« Comme ils disent », l’homosexualité à la sauce hétéro : un délice !

THÉÂTRE & CO 

Avis de PrestaPlume  ♥♥

Critique éclair

Que l’on soit homo ou hétéro, les amours, les amis, les emmerdes, c’est du pareil au même. La vie de couple au quotidien connaît les mêmes hauts et bas, les mêmes coups de canif au contrat, les mêmes sentiments et ressentiments. C’est tout le sens de la pièce « Comme ils disent », qui n’a pas pris une ride depuis 2008, l’année de sa création par Pascal Rocher et Christophe Dauphin. Actuellement reprise au théâtre Montmartre-Funambule par Jordan Chenoz dans le rôle de David et par Sébastien Boisdé (en alternance avec Antoine Bernard) dans le rôle de Phil, cette comédie irrésistible se déroule en plusieurs tableaux de vie, tranchés dans le vif et l’outrance, chacun ponctué par un gong de fin de round. Personne ne pense à compter les points tant le numéro de composition des deux comédiens (ce soir-là Jordan Chenoz et Antoine Bernard) est à la hauteur de l’enjeu et nous fait perdre la notion du temps.
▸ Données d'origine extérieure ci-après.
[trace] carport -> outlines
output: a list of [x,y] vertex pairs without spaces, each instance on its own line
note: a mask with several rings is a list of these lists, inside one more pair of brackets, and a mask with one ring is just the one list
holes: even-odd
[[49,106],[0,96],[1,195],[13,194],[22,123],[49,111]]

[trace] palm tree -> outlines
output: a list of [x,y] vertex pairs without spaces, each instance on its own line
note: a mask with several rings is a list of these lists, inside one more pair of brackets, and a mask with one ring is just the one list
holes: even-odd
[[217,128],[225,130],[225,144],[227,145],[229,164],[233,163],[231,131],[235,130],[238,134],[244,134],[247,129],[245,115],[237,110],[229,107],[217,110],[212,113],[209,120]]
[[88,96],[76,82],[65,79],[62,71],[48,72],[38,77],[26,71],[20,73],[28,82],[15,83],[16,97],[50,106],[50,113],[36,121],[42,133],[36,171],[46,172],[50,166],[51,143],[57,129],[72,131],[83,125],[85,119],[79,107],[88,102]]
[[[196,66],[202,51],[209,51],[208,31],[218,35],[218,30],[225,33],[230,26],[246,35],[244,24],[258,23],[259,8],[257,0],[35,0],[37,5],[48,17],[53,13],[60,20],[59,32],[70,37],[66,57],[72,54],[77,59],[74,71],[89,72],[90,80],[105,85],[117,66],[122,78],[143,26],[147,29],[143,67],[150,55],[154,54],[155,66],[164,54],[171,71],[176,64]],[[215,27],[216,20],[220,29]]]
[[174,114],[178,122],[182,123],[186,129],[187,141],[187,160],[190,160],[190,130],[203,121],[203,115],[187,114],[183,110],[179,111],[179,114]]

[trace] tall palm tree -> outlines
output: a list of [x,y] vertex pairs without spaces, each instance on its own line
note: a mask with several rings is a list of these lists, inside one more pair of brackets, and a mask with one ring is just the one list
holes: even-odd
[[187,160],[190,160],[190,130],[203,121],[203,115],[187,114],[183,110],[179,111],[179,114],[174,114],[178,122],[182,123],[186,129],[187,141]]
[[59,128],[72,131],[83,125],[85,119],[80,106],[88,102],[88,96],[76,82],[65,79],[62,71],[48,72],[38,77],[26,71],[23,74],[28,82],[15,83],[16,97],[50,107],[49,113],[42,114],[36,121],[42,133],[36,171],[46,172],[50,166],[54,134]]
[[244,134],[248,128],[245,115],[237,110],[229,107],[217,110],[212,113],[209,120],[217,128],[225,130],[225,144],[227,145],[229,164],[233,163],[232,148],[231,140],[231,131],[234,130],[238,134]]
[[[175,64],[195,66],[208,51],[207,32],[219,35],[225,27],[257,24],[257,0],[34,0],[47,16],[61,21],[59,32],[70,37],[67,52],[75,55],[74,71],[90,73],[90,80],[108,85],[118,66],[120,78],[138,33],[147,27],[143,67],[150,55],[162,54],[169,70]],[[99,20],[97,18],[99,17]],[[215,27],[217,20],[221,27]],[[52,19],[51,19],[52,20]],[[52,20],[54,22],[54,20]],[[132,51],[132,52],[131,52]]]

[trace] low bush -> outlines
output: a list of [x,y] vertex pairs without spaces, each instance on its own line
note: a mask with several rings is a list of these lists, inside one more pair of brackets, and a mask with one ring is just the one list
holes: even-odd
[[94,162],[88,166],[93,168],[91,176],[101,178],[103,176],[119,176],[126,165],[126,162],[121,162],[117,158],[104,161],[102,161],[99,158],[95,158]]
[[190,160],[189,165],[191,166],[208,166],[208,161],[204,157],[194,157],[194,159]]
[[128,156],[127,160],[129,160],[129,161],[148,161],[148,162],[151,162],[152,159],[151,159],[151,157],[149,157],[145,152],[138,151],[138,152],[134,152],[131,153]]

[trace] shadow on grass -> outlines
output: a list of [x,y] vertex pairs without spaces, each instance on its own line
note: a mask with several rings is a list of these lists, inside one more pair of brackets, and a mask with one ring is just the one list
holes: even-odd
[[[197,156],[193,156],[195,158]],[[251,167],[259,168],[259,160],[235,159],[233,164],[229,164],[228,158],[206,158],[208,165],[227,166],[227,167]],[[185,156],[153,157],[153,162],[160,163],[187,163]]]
Le pompon ? Le plaisir de reconnaître dans les dialogues des phrases tirées de la chanson de Charles Aznavour, essaimées ici ou là très opportunément. « Comme ils disent » n’est pas qu’une joyeuse et fantasque illustration de la vie d’un couple homo, c’est aussi la mise en apogée de la complexité d’une relation entre êtres humains, quel que soit le mariage des genres.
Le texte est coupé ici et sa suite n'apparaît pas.